Chapter 11 Textbook Gentics

In 1958, Meselson and Stahl resolved the question of which of three potential modes of replication is utilized by E. coli during the duplication of DNA in favor of semiconservative replication, showing that newly synthesized DNA consists of one old strand and one new strand.

Taylor, Woods, and Hughes demonstrated semiconservative replication in eukaryotes using the root tips of the broad bean as the source of dividing cells.
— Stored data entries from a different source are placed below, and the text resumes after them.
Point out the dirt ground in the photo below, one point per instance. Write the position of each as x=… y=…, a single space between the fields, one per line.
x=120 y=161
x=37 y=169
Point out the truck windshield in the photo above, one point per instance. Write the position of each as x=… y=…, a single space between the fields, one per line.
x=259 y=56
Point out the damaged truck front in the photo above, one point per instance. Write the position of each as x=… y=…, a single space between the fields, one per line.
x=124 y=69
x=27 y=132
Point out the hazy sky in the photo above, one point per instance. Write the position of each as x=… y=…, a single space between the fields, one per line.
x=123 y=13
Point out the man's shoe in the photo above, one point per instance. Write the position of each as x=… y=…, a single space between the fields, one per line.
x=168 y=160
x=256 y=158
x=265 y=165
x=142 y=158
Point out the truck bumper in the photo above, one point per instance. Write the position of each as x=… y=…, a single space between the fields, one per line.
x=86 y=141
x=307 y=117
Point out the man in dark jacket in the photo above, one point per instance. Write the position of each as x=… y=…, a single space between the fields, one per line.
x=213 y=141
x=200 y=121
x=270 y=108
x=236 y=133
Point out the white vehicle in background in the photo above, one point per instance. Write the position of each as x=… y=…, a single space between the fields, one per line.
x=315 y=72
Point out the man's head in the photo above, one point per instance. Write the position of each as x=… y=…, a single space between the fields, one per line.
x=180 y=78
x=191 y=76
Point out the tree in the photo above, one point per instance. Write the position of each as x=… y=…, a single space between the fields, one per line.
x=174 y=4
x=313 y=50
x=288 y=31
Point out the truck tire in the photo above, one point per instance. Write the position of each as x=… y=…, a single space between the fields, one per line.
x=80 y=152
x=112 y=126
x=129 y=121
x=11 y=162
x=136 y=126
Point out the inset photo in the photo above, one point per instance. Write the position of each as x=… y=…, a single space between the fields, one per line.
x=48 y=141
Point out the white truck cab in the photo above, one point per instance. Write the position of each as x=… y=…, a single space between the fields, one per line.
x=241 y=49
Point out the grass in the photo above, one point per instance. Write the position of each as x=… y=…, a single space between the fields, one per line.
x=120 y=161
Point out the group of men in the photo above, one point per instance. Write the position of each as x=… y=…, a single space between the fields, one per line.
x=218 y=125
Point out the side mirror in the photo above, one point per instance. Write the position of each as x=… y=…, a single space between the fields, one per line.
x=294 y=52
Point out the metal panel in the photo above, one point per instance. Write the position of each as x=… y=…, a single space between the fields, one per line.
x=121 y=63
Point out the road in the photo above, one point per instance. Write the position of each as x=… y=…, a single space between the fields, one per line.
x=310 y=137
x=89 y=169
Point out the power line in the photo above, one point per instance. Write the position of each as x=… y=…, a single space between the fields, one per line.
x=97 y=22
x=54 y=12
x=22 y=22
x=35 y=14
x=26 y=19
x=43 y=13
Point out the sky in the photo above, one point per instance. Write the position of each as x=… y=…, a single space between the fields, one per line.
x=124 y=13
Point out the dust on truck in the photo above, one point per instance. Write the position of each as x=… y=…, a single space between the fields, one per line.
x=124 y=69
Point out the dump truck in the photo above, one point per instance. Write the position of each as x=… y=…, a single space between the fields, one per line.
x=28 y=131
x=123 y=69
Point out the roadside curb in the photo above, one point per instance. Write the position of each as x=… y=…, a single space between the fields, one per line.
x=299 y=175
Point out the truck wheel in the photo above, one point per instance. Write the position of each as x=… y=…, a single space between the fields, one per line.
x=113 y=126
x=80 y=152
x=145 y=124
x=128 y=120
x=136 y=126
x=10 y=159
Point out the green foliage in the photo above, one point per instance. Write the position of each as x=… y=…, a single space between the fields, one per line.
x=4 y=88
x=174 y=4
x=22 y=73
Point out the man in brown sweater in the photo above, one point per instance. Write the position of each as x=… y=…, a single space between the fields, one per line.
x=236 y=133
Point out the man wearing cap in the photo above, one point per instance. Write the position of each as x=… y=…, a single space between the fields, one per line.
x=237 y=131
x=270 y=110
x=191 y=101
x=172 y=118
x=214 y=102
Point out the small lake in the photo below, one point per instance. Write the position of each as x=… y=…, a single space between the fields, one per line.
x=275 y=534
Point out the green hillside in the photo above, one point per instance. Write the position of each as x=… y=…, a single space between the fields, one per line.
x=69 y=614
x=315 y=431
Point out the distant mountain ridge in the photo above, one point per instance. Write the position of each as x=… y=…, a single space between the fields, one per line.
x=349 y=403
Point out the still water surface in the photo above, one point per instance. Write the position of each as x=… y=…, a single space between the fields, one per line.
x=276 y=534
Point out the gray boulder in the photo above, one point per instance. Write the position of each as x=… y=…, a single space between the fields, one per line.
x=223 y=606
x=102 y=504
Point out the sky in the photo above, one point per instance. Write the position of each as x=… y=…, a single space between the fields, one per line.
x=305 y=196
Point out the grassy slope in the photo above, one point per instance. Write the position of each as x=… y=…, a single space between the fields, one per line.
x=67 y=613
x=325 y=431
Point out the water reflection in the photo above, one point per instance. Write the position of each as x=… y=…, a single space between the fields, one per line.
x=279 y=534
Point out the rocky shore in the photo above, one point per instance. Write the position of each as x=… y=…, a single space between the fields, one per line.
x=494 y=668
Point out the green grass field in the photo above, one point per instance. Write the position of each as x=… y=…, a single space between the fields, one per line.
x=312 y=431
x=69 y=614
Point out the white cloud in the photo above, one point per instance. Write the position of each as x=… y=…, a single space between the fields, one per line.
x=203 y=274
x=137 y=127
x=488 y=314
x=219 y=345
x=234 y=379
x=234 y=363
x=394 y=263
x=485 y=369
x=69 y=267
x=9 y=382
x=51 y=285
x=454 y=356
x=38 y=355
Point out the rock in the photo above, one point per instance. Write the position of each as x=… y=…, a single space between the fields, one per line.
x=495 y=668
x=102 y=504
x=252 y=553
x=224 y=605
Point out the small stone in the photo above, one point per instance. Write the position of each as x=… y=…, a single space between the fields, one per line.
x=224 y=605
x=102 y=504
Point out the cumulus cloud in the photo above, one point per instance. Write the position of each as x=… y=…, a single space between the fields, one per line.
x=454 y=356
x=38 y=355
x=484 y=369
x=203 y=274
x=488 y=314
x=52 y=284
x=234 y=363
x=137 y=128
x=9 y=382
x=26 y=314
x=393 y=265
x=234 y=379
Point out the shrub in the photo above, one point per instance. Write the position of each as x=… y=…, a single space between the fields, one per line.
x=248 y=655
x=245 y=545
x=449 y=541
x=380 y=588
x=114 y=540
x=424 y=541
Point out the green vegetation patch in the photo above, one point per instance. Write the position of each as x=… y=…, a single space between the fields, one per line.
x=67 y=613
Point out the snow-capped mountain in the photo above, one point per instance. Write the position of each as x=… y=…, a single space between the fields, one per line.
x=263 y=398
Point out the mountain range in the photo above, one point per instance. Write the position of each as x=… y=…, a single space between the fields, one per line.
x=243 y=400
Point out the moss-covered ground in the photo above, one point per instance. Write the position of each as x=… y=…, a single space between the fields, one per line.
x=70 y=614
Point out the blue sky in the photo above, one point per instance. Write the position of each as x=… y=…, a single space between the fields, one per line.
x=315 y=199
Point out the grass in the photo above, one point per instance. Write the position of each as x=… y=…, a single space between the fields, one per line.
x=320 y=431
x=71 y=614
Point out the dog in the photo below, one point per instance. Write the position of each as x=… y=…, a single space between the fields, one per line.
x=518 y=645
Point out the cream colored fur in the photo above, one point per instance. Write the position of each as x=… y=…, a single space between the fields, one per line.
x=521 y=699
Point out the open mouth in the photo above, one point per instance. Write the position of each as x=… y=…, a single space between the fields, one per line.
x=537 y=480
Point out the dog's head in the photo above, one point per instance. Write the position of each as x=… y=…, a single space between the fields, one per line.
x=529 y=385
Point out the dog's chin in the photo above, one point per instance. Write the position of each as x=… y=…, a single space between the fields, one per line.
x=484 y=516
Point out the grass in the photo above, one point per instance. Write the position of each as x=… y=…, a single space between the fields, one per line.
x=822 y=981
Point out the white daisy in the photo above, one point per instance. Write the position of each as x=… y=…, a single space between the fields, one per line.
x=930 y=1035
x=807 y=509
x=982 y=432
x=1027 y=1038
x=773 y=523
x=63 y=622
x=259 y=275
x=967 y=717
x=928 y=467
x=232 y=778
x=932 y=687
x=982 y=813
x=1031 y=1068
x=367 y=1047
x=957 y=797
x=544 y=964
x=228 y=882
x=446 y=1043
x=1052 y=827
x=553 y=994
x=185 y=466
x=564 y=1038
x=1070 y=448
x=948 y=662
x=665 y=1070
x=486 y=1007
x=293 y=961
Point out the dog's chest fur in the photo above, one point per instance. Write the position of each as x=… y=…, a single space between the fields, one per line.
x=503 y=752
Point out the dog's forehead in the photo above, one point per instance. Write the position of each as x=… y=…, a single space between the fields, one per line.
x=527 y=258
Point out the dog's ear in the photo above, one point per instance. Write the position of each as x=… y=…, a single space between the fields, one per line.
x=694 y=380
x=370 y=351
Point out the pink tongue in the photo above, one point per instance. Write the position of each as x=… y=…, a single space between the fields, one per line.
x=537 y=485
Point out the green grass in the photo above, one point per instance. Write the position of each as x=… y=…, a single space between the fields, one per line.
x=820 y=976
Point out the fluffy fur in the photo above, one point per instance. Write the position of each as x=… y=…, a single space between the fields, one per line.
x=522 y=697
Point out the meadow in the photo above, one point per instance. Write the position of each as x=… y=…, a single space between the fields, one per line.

Arthur Kornberg isolated the enzyme DNA polymerase I from E. coli and showed that it is capable of directing in vitro DNA synthesis, provided that a template and precursor nucleoside triphosphates are supplied.

The discovery of the polA1 mutant strain of E. coli, capable of DNA replication despite its lack of polymerase I activity, cast doubt on the enzyme’s hypothesized in vivo replicative function. Polymerase III has been identified as the enzyme responsible for DNA replication in vivo.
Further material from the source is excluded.